Lu-Di JIANG ; Yu-Su HE ; Yan-Ling ZHANG
China Journal of Chinese Materia Medica 2014;39(23):4653-4657
Nicotinic acid could increase high density lipoprotein and reduce serum total cholesterol, low density lipoprotein cholesterol and triglycerides in human bodies, thus is frequently applied in treating low high-density lipoprotein cholesterol and hypertriglyceridemia in clinic. However, according to the findings, nicotinic acid could also cause adverse effects, such as skin flush, beside its curative effects. In this study, bioisosterism, fragment-based search and Lipinski's Rule of Five were used to preliminarily screen out potential TCM ingredients that may have similar pharmacological effects with nicotinic acid from Traditional Chinese medicine database (TCMD). Afterwards, homology modeling and flexible docking were used to further screen out potential nicotinic acid receptor agonists. As a result, eleven candidate compounds were derived from eight commonly used traditional Chinese medicines.
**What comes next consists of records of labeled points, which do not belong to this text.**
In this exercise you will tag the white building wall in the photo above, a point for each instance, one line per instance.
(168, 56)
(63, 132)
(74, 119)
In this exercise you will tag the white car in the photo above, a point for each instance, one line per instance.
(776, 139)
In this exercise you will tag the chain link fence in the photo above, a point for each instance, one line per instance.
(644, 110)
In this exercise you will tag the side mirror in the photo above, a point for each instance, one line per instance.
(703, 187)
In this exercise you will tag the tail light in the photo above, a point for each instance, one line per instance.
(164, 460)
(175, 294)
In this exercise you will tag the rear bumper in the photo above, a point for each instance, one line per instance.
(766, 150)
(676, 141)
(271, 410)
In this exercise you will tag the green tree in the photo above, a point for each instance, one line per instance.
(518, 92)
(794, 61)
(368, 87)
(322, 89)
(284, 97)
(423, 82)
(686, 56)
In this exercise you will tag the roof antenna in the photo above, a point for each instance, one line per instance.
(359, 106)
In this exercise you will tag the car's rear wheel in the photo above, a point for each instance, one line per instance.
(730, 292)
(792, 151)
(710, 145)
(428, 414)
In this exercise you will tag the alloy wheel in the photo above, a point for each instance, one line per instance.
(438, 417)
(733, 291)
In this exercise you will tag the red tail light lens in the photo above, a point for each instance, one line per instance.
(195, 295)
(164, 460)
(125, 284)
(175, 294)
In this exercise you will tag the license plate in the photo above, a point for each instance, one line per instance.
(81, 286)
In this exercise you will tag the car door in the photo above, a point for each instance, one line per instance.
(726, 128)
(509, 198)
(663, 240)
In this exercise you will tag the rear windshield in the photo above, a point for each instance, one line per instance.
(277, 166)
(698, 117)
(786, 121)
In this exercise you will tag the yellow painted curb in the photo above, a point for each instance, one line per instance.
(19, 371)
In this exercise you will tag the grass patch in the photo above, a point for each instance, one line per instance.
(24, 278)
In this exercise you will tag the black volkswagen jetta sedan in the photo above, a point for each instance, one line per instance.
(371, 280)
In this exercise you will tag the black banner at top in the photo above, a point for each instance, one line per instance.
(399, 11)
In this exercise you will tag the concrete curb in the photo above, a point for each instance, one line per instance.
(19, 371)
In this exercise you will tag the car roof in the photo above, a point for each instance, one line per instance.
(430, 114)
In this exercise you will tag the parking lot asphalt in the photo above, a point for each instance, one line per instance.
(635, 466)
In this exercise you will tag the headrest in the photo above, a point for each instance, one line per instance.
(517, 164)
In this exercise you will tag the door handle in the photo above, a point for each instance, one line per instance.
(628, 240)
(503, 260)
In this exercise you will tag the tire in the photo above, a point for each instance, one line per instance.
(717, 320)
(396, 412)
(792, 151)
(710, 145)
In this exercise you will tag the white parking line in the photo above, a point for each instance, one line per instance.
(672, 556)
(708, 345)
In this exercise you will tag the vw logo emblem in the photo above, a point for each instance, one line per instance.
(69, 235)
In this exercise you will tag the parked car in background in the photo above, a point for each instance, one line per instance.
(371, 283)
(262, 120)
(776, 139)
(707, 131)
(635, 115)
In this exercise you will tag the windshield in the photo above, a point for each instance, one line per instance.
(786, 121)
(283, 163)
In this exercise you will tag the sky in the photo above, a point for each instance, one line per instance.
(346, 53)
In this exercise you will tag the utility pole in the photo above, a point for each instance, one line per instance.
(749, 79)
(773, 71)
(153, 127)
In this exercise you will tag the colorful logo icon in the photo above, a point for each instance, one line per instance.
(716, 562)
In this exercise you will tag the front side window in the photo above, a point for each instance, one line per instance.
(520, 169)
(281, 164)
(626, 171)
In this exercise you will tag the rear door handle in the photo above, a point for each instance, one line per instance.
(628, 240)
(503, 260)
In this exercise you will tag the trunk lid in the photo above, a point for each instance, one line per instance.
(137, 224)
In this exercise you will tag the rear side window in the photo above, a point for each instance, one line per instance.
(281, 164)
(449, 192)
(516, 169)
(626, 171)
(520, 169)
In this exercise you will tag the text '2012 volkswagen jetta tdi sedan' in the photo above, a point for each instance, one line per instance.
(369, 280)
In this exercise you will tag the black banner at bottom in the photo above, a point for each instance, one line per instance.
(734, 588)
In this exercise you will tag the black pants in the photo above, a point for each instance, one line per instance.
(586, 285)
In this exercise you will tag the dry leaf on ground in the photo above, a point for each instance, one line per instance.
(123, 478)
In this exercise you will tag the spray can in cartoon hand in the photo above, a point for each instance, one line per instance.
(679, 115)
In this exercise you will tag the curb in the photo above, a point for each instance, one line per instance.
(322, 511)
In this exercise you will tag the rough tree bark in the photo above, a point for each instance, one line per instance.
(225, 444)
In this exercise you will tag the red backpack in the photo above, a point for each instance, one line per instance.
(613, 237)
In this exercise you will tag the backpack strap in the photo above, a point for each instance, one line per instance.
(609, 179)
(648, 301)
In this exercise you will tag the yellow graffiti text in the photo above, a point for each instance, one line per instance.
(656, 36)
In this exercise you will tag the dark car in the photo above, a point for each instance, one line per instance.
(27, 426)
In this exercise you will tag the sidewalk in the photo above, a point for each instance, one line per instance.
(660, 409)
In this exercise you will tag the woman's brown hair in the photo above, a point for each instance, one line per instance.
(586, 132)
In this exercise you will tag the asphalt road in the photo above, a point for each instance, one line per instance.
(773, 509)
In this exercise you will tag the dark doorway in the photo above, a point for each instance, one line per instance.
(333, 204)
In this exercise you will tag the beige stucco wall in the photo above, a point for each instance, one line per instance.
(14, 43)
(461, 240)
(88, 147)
Specifically, all of the candidate compounds' interaction with nicotinic acid receptor was similar to nicotinic acid, and their docking scores were all higher than that of nicotinic acid, but their druggability remained to be further studied. Some of the eight source traditional Chinese medicines were used to lower lipid according to literature studies, implying that they may show effect through above means. In summary, this study provides basis and reference for extracting new nicotinic acid receptor agonists from traditional Chinese medicines and improving the medication status of hyperlipidemia.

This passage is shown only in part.